その声色は、いつもの高飛車な響きとは少し違い、どこか真剣で、静かな熱を帯びていた。
「あなたに、事の真相をお話する時が来ましたね」
「真相……」
私の心臓が、先ほどの圧死の恐怖とは別の意味で、ドクンと跳ねた。
私は無言のまま、促されるままに座布団の上に腰を下ろした。
もちろん、今回も自然と背筋が伸び、両手を膝の上に揃えた完璧な『正座』の姿勢である。社畜の悲しき防衛本能だ。重要な話を聞く時は、相手に隙を見せてはならない。
テーブルを挟んで、アリアと向かい合う。
右斜め後ろにはラドスラフが静かに控え、部屋の隅にはメイアスが銅像のように立っている。
部屋の空気は、ピンと張り詰めていた。
アリアは、ティーカップをソーサーの上に音もなく置くと、まっすぐに私の目を見据えた。

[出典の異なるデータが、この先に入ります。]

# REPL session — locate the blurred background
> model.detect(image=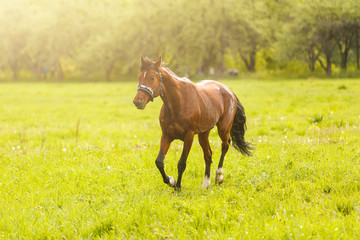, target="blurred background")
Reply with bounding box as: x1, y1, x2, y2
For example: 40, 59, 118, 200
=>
0, 0, 360, 81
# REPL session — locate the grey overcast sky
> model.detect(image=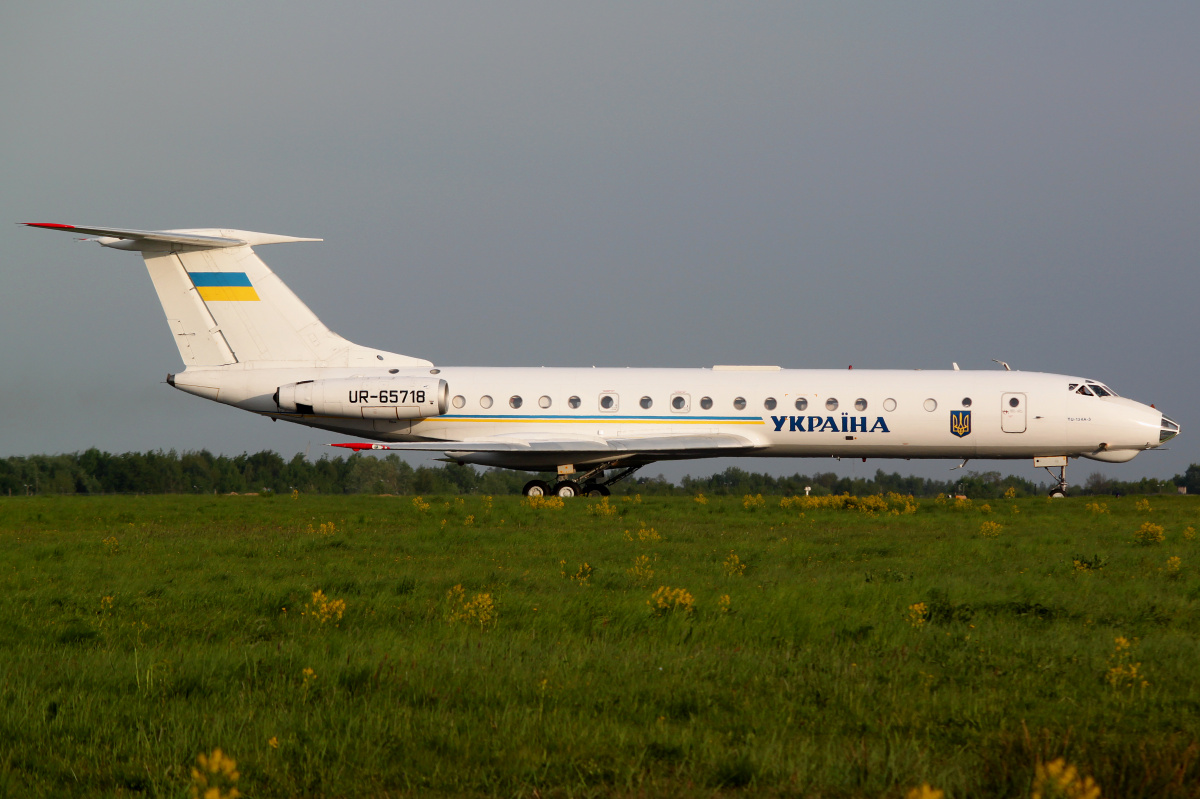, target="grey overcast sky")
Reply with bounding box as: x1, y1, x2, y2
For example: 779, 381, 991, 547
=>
0, 0, 1200, 481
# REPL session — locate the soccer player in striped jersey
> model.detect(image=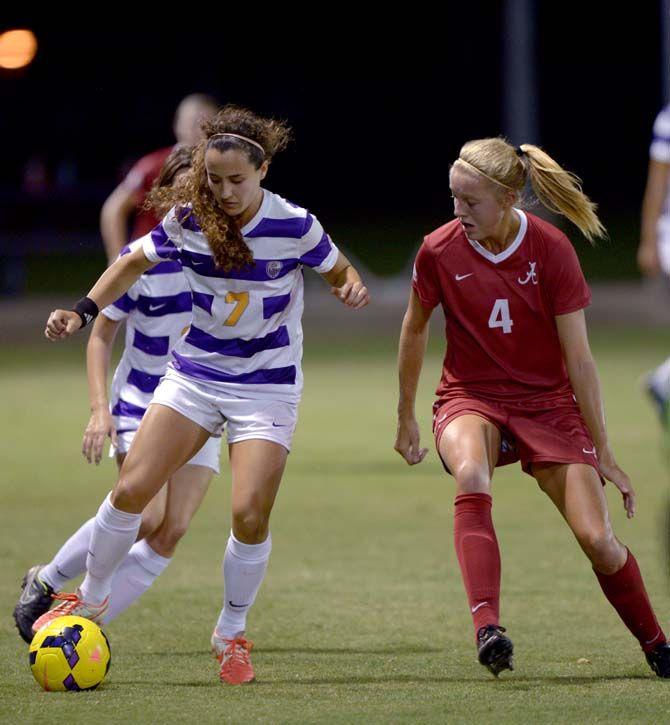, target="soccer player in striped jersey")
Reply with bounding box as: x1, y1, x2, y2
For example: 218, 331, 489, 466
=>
41, 106, 369, 684
395, 139, 670, 677
637, 106, 670, 426
14, 146, 220, 642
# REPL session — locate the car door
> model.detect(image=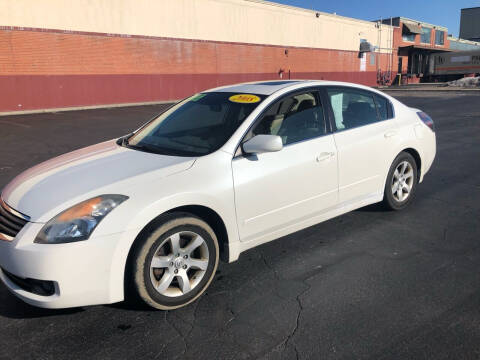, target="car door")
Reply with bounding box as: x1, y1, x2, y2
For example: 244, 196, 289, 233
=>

その透き通るような青い瞳には、一切の迷いも、冗談の気配もなかった。
「先ほどのあなたの質問。どうして、私たちがこの世界、この国の、この部屋を選んでやってきたのか」
私はゴクリと唾を飲み込んだ。
「……はい」
魔法の才能か。選ばれし聖女の血脈か。それとも、単なる座標計算のミスによる偶然か。
どんなトンデモ設定が飛び出しても、今の私なら受け止める覚悟はできている。
アリアは、ふうっと小さく息を吐き、そして、信じられない言葉を紡いだ。
「実は、あなたの御母様が関係しているのですわ」
「……………………はい?」
私の思考は、完全に停止した。
予想していたどの回答パターンにも当てはまらない、斜め上すぎる言葉。
「は、母が……!?」
母。
私、名無川未名の母。
地元の田舎で、父と一緒に小さな喫茶店を営んでおり、たまに「野菜送るわよ」と電話をかけきていた、あの平凡で、ちょっとお節介だけど、優しかった、あの母が?
「あの……私の、母が!? 一体どういうことですか!?」
意外すぎる切り出しに、私は正座のまま前のめりになり、素っ頓狂な声を上げてしまった。
異世界、魔法、王太子、婚約破棄。
そこに突如として放り込まれた『実母』という存在。
私の限界社畜ライフを揺るがす異世界同居生活は、ここからさらに、予測不可能な混沌の渦へと突入していくのだった。